Lo atiende una bella chica, empleada del local. El cartelito en su camisa azul indica que se llama Patricia. Tiene ojos marrones; es morocha; mide 1,60, como mucho, y tiene unas tetas hermosas. Mientras la mujer lo conduce a la sección de electrónica, Javier piensa en las cosas que le haría si no estuviese casado, y fantasea con la idea de que el GPS que adquiera, algún día, lo lleve hasta la dirección de su departamento.

Veinte minutos después, luego de ver varios modelos, Javier sale del local con el suyo en una bolsa. Lo había comprado en seis cuotas con su tarjeta de crédito. Al llegar a su casa, lo instala en el auto, un Fiat Duna Weekend.

Ocho horas después, Javier se sube al auto con Cecilia, su mujer, y con su hijo Joaquín, en una típica salida familiar.

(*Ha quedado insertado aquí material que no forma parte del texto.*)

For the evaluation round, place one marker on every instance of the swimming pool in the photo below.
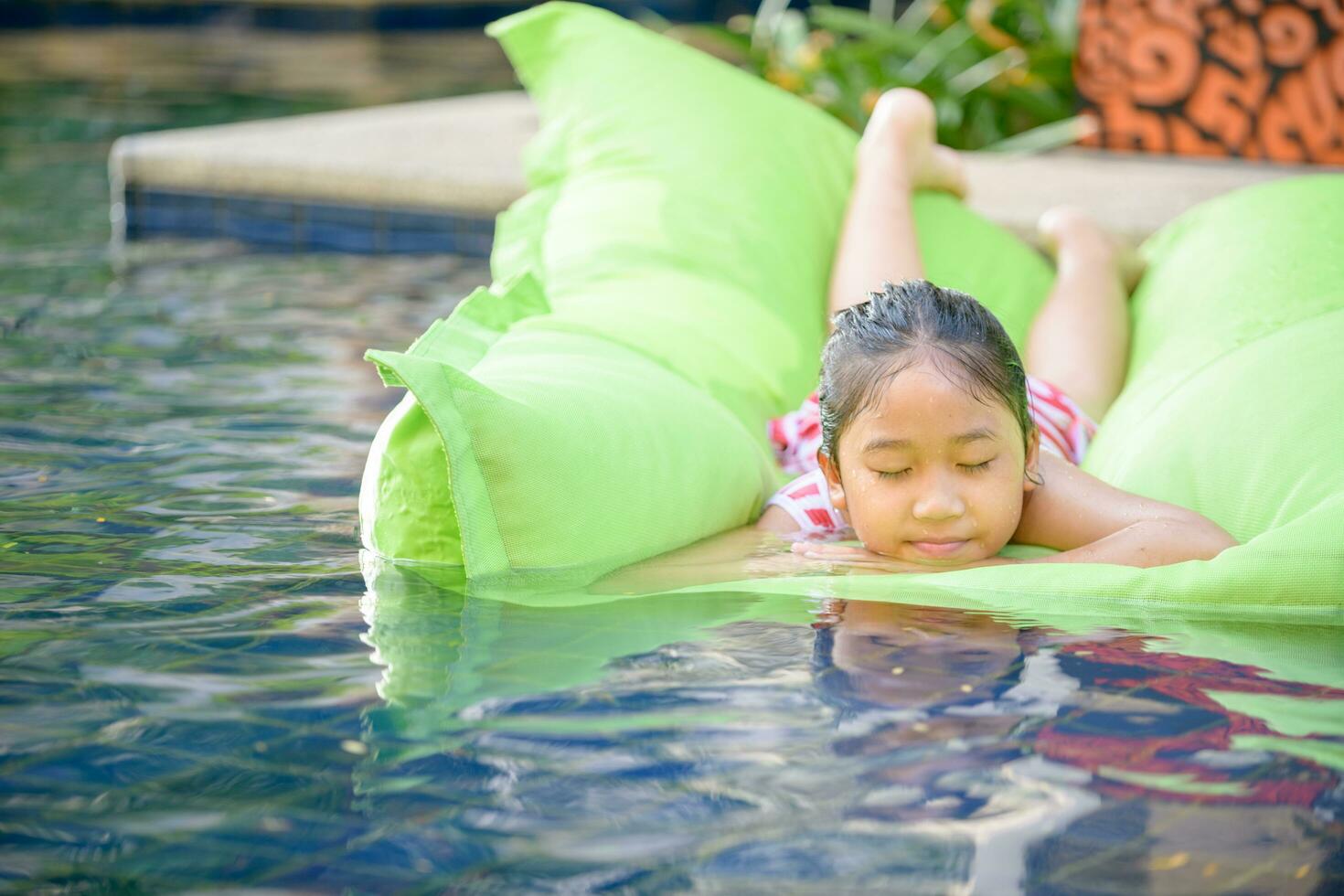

Joaquín tiene siete años y estuvo toda la semana jodiendo con que quería ir a tomar un helado, así que planeaban ir a la heladería y pasear un rato.

–Miren lo que compré –les dice Javier, orgulloso, señalando el GPS.

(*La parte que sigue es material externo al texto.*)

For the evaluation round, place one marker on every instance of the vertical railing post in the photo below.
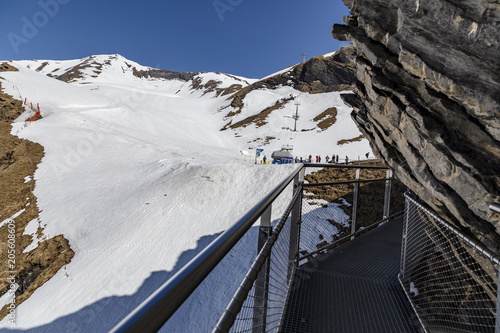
(405, 239)
(387, 197)
(497, 317)
(295, 223)
(355, 204)
(262, 282)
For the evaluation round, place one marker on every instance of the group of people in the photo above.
(333, 159)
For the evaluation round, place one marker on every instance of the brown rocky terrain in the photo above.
(427, 99)
(317, 75)
(18, 160)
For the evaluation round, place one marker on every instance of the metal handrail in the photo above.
(227, 320)
(155, 311)
(342, 182)
(343, 166)
(495, 207)
(479, 247)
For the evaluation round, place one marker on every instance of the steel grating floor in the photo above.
(353, 288)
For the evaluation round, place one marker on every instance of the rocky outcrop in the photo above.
(164, 74)
(317, 75)
(321, 74)
(427, 99)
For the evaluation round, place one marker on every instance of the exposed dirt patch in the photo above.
(370, 196)
(260, 119)
(356, 139)
(327, 118)
(213, 86)
(18, 161)
(42, 66)
(5, 67)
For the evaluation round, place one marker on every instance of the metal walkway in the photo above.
(353, 288)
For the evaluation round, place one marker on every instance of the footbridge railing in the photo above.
(301, 218)
(449, 278)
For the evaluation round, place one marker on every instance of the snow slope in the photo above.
(138, 177)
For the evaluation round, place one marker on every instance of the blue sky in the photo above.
(251, 38)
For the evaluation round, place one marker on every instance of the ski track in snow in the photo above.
(139, 178)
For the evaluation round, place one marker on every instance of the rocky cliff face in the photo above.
(428, 100)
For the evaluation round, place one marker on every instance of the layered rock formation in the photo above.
(428, 99)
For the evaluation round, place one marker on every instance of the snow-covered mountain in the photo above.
(143, 167)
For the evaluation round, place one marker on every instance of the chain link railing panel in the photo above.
(450, 280)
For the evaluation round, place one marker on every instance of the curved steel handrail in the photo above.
(154, 312)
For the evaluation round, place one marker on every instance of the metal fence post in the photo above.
(387, 198)
(262, 282)
(497, 317)
(355, 204)
(295, 223)
(405, 239)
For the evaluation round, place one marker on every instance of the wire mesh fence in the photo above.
(449, 279)
(318, 216)
(335, 207)
(259, 303)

–¿Qué es eso? –pregunta su hijo.
–Es un GPS, sirve para saber dónde están los lugares y no perderse en la ciudad –explica Cecilia.
–Vamos a probarlo. La heladería está en Brown 376, ¿no? –Javier dice la dirección con voz fuerte, para que la capte el GPS, y el aparatito mágico comienza a funcionar.
–Dirígete hacia el noroeste en Miguel Cané hacia Pueyrredón –dice la voz poderosa de Rigoberto Maimónides, grabada tres meses antes en una oficina de Puerto Madero, en Capital Federal.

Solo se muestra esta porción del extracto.